Within the yaml configuration files, the following optional arguments can be specified:

prompt_file: A prompt file can be provided using the prompt_file argument to generate headlines that start with a certain phrase. For example, the file prompt.csv, which is included in this repo for demo purposes, can be

Community
Farmers

which will ask the script to generate 2 sets of headlines, one starting with "Community" and the other starting with "Farmers". Not providing a prompt file will generate headlines starting with anything.

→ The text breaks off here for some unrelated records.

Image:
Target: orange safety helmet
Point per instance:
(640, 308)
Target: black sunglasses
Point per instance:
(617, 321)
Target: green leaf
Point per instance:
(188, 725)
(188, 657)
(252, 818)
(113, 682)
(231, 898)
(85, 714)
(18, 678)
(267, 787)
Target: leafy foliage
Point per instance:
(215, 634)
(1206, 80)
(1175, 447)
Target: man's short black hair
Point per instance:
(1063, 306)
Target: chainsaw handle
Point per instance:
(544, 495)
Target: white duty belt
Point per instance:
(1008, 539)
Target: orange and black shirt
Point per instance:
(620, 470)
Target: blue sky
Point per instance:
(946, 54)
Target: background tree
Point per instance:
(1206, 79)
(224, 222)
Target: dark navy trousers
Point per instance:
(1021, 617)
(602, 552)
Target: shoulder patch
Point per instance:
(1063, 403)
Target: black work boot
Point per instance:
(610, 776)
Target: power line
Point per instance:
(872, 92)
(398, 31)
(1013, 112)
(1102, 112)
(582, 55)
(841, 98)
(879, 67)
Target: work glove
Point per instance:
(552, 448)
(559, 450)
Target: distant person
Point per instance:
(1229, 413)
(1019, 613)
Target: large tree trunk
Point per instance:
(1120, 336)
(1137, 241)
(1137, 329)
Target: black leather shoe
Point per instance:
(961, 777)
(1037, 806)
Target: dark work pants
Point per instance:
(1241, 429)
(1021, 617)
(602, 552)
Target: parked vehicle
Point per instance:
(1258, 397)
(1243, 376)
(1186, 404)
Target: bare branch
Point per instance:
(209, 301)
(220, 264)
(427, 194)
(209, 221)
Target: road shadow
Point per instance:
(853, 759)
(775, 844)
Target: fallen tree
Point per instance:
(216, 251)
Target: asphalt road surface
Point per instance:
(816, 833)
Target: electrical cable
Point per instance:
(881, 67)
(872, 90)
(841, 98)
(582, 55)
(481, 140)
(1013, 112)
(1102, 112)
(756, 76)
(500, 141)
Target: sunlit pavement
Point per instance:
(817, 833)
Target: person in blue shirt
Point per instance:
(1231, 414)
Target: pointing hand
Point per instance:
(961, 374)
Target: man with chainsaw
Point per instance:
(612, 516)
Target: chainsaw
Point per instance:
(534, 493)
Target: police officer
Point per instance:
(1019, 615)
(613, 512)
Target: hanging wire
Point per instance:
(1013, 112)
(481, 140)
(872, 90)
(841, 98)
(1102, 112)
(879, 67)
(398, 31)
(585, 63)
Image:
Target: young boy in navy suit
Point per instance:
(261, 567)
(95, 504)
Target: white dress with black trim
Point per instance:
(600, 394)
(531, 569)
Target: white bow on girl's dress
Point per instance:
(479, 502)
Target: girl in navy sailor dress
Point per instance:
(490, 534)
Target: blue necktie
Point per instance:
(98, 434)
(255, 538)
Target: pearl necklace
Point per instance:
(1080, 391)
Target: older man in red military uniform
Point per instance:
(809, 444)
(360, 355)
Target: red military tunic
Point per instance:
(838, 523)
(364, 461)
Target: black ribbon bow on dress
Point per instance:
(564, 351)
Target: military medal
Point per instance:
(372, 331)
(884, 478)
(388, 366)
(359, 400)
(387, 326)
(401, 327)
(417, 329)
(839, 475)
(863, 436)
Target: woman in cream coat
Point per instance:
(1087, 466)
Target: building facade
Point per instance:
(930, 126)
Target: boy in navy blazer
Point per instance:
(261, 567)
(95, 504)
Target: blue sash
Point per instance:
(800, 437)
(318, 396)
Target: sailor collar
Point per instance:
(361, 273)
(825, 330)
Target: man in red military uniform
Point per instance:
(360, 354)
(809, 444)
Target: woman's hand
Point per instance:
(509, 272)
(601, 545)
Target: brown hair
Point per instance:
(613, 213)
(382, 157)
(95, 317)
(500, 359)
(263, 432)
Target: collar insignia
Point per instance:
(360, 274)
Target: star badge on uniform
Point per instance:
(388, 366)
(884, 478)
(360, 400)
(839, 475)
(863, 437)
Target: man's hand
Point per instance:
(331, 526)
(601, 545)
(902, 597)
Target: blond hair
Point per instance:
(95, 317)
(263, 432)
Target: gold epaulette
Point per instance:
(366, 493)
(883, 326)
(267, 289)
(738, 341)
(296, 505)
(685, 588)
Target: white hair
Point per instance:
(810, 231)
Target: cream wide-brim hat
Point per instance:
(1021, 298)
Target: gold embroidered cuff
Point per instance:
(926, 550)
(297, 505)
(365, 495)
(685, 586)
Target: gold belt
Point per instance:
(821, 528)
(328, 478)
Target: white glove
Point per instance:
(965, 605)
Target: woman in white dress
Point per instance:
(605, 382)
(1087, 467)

min_length: The min_length argument will force the model to output a body of text that has at least min_length number of tokens, excluding the ".". However, based on the training data, this can lead to non-sensical generation. For example, for our model and data, headlines are rather short, so after a certain length, the model generates nonsense. This can be post-processed at the users discretion.

max_length_buffer: The max_length_buffer argument limits the max length of the generated text to be max_length = min_length + max_length_buffer.

Training the model

The finetune_model.py script can be used to fine-tune a pre-trained transformers model using the prepared dataset with the aforementioned prompt. This trains the model using the Causal Language Modeling objective which is a key component for the model to naturally learn to generate text. The following command downloads a pre-trained gpt2-medium model from the transformers hub and fine-tunes it on the dataset. The optional --bfloat16 flag reduces the precision to bfloat16 (check if CPU is capable of using bfloat16 data type).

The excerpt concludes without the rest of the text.